The cellphone revolution started in my adult lifetime, with those first brick-sized items costing around the price of a decent used car (I’ve definitely spent less than $4,000 on a car in modern money, let alone at 1983 values). Now Burmese farmers can video their revolution, or perhaps oppression, on $20 Androids. Mr. Daimler and Mr. Benz sold an entire 35 of their first car model. It was 30 years before Henry Ford brought the freedom of personal transport to the working man with his Model T. We actually know the day that Queen Elizabeth I gained her first pair of stockings — it’s in her diary.
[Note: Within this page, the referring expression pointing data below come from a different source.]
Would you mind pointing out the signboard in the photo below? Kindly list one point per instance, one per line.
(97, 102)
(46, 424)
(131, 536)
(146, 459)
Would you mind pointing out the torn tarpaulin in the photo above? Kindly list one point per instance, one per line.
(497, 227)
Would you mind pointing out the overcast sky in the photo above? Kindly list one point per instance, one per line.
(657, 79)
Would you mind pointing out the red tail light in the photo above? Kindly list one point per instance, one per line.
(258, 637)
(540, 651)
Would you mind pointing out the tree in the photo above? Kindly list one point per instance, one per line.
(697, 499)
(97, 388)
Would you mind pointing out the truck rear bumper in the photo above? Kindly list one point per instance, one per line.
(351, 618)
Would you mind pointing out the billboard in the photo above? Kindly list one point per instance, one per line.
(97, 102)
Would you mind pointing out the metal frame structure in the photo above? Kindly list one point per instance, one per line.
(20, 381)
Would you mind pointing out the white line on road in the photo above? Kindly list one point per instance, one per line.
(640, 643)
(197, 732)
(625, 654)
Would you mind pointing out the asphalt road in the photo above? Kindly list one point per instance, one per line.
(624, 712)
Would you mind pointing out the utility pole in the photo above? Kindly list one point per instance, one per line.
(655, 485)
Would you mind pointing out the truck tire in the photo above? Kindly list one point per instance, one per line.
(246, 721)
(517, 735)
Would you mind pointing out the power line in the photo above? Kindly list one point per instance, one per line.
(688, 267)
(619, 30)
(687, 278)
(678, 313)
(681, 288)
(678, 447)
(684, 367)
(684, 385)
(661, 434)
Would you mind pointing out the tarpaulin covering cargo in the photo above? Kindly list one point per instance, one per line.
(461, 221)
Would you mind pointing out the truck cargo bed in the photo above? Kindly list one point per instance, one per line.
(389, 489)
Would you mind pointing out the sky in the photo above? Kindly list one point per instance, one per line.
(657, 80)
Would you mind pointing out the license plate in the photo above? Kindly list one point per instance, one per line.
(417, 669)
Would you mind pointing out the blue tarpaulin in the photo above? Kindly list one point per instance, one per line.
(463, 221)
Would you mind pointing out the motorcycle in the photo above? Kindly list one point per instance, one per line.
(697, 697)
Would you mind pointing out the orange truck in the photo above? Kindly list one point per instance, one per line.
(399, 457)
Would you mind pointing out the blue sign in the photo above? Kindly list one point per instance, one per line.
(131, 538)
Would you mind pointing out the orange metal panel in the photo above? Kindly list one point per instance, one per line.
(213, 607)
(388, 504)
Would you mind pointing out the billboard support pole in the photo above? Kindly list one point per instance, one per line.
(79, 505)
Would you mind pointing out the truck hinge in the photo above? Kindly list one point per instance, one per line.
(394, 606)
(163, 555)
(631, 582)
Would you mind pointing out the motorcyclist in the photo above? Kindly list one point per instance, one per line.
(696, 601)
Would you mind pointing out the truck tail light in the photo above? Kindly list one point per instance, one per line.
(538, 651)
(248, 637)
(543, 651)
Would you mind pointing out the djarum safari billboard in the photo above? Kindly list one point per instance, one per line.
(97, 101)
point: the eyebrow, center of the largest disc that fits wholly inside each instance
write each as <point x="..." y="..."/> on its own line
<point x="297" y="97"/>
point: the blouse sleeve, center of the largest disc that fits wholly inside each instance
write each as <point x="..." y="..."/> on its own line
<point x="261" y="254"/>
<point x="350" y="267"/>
It took the arrival of the Industrial Revolution for every mill girl to have her own.

This is the thing that this strange mixture of capitalism and free markets is observably, empirically excellent at doing: taking those expensive items enjoyed by the rich and making them cheap, cheap, cheap for the mass market.

There does need to be that group doing the experimentation though. We need those who have the resources to fritter away on things that might work, might not. It’s possible to argue, as many do, that government should be doing this cost-benefit analysis. But with the evidence, no government has developed marketplaces of cheap cellphones, mass-market cars, or affordable women’s clothing.

One reason we leave Bezos, Elon Musk, Steve Jobs, and Bill Gates, etc., with some goodly portion of the money they’ve made is the entirely practical rationale that, by doing so, we encourage the next generation to have its go. It’s not a matter of justice, equality, equity, or even righteousness. It’s just the simple, hard-headed calculation that by leaving the rich to play with their toys, the system will deliver a richer future for our children. It’s been working for 250 years now. Ending the process, as Warren apparently desires, is not something that future generations would thank us for.